具体的なキャリアアッププランを明示することも大事です。「警備員として採用したが、やる気次第で様々な業種に就くことができる」と伝えます。実際、私も前身の会社に警備員として入社しましたし、当社はここ10年で拠点数が倍増し、成長戦略に乗れていることから管理職のポストが増えており、出世のチャンスがあります。業容の拡大により、事務や営業職など内勤へのシフトも可能です。
――従業員の定着については。
大切なのは、教育に時間と費用をかけることです。警備員が退職する理由として“教えてくれないから出来なかった”場合が多いことを認識している経営者は、どれぐらい居るでしょうか。

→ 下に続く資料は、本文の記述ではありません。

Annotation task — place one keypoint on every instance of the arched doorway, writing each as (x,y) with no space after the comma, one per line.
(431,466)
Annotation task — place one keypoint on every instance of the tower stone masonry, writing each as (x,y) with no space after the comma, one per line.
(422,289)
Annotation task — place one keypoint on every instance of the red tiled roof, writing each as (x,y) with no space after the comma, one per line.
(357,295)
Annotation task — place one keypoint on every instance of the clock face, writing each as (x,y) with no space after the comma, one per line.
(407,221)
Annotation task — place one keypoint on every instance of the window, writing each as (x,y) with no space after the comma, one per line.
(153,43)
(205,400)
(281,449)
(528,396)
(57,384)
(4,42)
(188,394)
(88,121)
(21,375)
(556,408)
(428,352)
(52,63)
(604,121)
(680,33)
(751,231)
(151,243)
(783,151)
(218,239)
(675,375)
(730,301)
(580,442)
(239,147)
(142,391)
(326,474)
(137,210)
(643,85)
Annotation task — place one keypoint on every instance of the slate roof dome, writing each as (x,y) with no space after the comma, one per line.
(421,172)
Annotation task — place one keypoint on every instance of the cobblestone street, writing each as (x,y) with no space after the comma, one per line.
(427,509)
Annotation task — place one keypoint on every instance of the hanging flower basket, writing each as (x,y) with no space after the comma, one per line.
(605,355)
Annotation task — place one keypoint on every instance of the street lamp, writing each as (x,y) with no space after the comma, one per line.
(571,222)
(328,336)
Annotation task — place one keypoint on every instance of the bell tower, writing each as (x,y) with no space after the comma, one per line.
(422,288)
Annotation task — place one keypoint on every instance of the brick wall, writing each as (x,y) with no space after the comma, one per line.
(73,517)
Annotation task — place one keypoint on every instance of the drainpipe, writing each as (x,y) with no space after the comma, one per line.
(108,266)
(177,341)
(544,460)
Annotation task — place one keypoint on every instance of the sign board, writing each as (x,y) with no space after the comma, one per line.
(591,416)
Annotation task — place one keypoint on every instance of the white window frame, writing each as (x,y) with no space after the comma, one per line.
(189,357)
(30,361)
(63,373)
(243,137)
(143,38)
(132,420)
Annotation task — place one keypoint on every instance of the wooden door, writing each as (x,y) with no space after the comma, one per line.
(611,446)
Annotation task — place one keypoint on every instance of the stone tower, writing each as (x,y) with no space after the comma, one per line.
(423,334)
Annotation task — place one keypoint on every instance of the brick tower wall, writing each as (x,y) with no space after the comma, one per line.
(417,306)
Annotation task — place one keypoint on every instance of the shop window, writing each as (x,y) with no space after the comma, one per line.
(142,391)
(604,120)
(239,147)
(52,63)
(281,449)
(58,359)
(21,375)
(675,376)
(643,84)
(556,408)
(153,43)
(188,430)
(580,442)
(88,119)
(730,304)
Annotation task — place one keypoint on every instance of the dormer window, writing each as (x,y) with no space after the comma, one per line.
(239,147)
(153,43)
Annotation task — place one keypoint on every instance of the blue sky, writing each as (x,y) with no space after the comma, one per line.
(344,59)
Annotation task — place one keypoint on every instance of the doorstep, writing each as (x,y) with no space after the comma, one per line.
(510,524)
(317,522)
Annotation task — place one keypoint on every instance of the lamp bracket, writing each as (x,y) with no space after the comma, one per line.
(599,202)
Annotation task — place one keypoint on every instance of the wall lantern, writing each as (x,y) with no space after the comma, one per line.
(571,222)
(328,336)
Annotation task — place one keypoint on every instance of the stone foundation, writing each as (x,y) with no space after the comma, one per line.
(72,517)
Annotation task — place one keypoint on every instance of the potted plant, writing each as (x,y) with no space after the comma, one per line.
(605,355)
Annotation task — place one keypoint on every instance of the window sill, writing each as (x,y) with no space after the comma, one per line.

業法上の警備員教育だけではなく、入社後の導入研修に始まり、3か月後のフォローアップ研修、基礎研修、ミドル研修、マネージメント研修と受講させ役職に付けます。ほかにキャリアアップに沿った研修など、ほぼ毎月研修や勉強会などをテレビ会議システム等を駆使しながら実施しています。
資格検定の取得には力を入れていて、受講者は県内最多です。社内教育の甲斐もあって、合格率は県の平均と比べて高い水準です。受講料は全額会社負担で、資格取得後は手当を付けています。
賃金ベースも上げていますし、年2回の賞与も出しています。会社の利益は、できるだけ現場に還元していきたいと思っています。
社会保険加入も定着の要素ですから、当社は業界の課題としてクローズアップする前から加入促進を図ってきました。そのため早い段階で100%加入を達成し、離職率は下がりました。加入促進の秘訣は、本人が納得するまで根気強く説得を続けることです。
――社員のやる気を喚起します。
よく一般企業で顧客満足度を上げる努力をしますが、当社の場合は従業員満足度を上げることに力点を置いています。現状に満足してない警備員は、人の生命・身体・財産を守れません。満足させるということは、甘やかすということではなく、会社として身分を保障し昇給制度を確立して福利厚生などの体制をしっかりとるということです。
契約社員やパートを含め全従業員に感謝の意を込めて中元・歳暮を10年前から差し上げています。内容は拠点がある土地の蕎麦など名産品ですが、好評です。警備会社は内勤と現場に間に距離ができがちですが、少しでも縮めて風通しを良くしたいと願っています。
――働きやすい職場環境が重要。
当社は8月決算で9月から新年度となり、毎年経営方針を出します。来期から中期5か年計画を出しますがそれは事業戦略上の背骨で、それに肉付けするのは役員や幹部です。さらに彼らがそれを咀嚼して各部署や拠点に落とします。こうして経営目標と個人の目標の方向が違わないよう方針を一本化しているので、研修やOJTにより従業員個人のスキルを高めキャパシティを広げれば会社全体が成長していけます。
――業界の固定概念に留まらず、先進的ですね。
後発の会社なので、新しいものを取り入れたり形を変えたり、自由な発想でチャレンジを続けています。求職者にとって魅力ある事業の創成や、マンパワーに頼らない商材の企画開発も手掛けていきます。